Similarly, students who take the lead and do meaningful work should also be given material and non-material rewards. Many students who never get awarded for academic prowess will find immense thrill in getting recognition in this way. Whenever possible, at least some of the parents may be roped in to become part of this project, reducing the burden on the teachers. Quite often when such a scheme is announced, there are innovative parents who may come up with very useful suggestions, and also become a part of the work to be done.
Ideas to explore
Most of the below-mentioned projects have been successfully tried out in different schools, hence there is a precedent and schools can modify suitably and try them out:
- Make students go around the locality surveying different aspects such as heritage buildings, parks, the type of eateries, vegetable vendors, municipal offices, schools, colleges, non-profit organisations etc. Based on the age of the children, they can be given suitable tasks to get details or interview people.
- Occasionally a class can be held open-air in parks or the neighbourhood park, outside a stadium, in a playground – and the children can be asked to observe new things they see and write about them.
- Senior children can be asked to open a bank account, get an Adhaar card, help an elderly person get a Senior Citizen card, guide a person to get a card for free medical treatment.
- With prior permission, visit a public hospital and give tasks to children to clean the open areas, talk to patients, write letters for them, make a list of facilities available, and find out about different illnesses.
- Photograph insects, animals and birds that can be seen around the school campus and make an album along with details of each living being.

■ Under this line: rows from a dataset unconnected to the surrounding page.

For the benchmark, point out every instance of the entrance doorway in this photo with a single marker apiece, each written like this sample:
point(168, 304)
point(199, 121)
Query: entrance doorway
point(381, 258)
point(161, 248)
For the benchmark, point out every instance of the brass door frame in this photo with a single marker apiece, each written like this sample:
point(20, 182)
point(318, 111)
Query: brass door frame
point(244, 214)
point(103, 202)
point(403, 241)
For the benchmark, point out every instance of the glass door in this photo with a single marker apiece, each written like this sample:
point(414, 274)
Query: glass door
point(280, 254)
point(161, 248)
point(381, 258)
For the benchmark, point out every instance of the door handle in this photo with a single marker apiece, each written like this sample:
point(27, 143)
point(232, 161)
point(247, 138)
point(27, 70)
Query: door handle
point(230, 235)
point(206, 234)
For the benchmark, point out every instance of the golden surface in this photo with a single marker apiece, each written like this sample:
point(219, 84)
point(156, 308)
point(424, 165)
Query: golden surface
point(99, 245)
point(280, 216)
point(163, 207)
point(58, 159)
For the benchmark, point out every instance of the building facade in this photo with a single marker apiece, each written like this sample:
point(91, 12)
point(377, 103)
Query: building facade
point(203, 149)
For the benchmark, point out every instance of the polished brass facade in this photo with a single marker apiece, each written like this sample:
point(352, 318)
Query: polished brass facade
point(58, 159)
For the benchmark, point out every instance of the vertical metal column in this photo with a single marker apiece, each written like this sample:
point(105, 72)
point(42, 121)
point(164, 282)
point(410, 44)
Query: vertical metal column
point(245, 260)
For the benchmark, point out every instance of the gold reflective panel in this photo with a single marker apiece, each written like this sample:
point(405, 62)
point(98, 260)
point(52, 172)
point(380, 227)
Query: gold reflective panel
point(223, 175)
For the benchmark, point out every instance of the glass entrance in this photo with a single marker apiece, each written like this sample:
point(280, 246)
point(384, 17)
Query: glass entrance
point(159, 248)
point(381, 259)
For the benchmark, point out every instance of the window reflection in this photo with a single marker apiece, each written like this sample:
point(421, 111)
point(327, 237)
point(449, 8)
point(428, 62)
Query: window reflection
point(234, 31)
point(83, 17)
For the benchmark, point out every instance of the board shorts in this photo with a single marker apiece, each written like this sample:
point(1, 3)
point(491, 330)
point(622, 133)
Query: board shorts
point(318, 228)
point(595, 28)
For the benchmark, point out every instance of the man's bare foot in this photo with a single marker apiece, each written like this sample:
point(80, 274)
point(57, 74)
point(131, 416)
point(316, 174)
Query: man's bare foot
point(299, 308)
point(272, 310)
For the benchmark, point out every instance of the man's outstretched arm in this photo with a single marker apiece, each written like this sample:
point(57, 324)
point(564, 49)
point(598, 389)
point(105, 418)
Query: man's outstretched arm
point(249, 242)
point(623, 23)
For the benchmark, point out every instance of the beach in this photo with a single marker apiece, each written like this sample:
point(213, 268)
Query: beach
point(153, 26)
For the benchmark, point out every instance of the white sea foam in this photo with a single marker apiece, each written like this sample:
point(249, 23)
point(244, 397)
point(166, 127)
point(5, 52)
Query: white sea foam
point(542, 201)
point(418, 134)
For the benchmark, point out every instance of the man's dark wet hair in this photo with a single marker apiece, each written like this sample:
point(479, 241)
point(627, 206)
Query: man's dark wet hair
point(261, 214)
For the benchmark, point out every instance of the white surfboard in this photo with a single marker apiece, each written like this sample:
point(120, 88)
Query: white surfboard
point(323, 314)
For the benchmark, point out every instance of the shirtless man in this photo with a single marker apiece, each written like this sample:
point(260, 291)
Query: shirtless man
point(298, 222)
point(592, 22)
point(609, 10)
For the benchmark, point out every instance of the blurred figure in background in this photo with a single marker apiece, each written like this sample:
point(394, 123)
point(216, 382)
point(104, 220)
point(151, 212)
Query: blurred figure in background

- Visit an orphanage, make friends and report on one child each. Teach a lesson or skill to the inmates.
- Visit an old age home and interview one resident each, find out everything about their life, and make a short biography.
- Do a study of roadside hawkers or even beggars around the school, their needs, lifestyle and expectations.
- Visit friends’ homes and interview maidservants or domestic help, write in detail about their lives and challenges.
- Survey stray dogs in the area and their lifestyle, how they survive.
- Do an exploration of birds in the vicinity, look out for unusual birds, and get their details, take photographs, and monitor their movements.
The above is only a representative list. If teachers list out some of the above and ask students for suggestions, they will be amazed at the creativity and imagination with which new ideas will come forward. If possible, connect each activity to at least one or two subjects the students are studying and show them how studies eventually lead to tackling real-life issues.
Once children get into the habit of doing such projects, parents may be encouraged to take their children (or a small group) out for similar projects, if possible in rural areas amidst nature, particularly during holidays. The children can then present their findings on return to school, and their work can be put up on special notice boards in the corridors.
Certificates of recognition or appreciation can go a long way in keeping motivation alive, and will also help the child in later life for admissions or work assignments.